Many legacy data centers have historically been viewed as corporate crown jewels. However, data centers can age out of being functional for a conversion to a multi-tenant facility. A tremendous amount of capital is tied up in the lifespan of the facilities, despite the fact that maintaining and operating data centers is not a core business focus of the company.
The decision to consider a sale or sale-leaseback always involves multiple stakeholders with various outlooks relating to a company's long-term data center solutions.
A qualified consultant can help assist the CIO and/or CTO understand and weigh various options available in today's rapidly transitioning data center solutions marketplace. This enables the team tasked with the data center evaluation to present viable total cost of ownership choices to the CFO, while addressing concerns of other stakeholders.
Source: Five 9s Digital
Data center solutions also are a hot topic for small and medium-sized enterprises which have similar needs. However, with the availability of third-party options such as colocation, managed services and cloud solutions, the SMB market has the opportunity to bypass the entire corporate-owned data center cycle.

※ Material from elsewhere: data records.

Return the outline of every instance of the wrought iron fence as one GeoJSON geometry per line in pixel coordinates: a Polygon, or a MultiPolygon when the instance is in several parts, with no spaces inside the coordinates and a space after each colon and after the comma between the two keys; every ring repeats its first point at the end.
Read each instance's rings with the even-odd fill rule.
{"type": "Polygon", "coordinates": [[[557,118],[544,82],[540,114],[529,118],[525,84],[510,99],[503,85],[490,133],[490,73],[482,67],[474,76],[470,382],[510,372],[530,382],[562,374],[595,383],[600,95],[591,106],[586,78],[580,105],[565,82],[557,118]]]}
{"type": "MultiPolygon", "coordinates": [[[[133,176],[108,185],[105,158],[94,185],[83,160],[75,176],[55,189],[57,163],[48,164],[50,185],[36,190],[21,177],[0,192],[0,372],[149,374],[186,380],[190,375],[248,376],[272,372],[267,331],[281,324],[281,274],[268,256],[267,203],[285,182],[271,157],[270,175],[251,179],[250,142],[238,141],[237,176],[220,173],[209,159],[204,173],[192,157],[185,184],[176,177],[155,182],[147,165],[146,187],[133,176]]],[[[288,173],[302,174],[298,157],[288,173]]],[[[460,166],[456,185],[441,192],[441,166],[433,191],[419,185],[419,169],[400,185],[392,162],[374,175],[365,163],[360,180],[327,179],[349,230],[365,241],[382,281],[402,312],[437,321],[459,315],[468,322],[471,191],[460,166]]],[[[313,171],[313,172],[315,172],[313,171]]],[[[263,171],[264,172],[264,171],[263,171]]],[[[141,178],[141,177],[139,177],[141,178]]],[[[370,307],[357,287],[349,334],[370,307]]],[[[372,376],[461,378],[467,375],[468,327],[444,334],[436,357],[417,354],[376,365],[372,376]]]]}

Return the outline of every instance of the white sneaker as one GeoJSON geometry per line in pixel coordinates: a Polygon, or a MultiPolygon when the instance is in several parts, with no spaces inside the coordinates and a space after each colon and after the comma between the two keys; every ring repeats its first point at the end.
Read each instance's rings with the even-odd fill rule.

"There are many cost savings opportunities available," according to Five 9s Digital Principal Steve Bollier, "we can help clients break down their existing and future data center requirements, identify an optimal solution, and streamline the implementation process."
Key Takeaways
CyrusOne was able to gain an immediate presence and customer ecosystem in the metro Chicago data center market. The same data center located in a more remote location would have been much more difficult a deal to structure.
Clearly, time is of the essence for enterprise CTOs looking to monetize facilities, as the pace of development of purpose-built multi-tenant data centers continues to accelerate in both primary and secondary US markets.
This transaction illuminates the difficulty facing publicly traded data center REITs when it comes to balancing the "lumpy" aspect of signing large wholesale enterprise lease deals, while being tasked with reporting earnings every three months.
Disclosure: I/we have no positions in any stocks mentioned, and no plans to initiate any positions within the next 72 hours.
I wrote this article myself, and it expresses my own opinions. I am not receiving compensation for it. I have no business relationship with any company whose stock is mentioned in this article.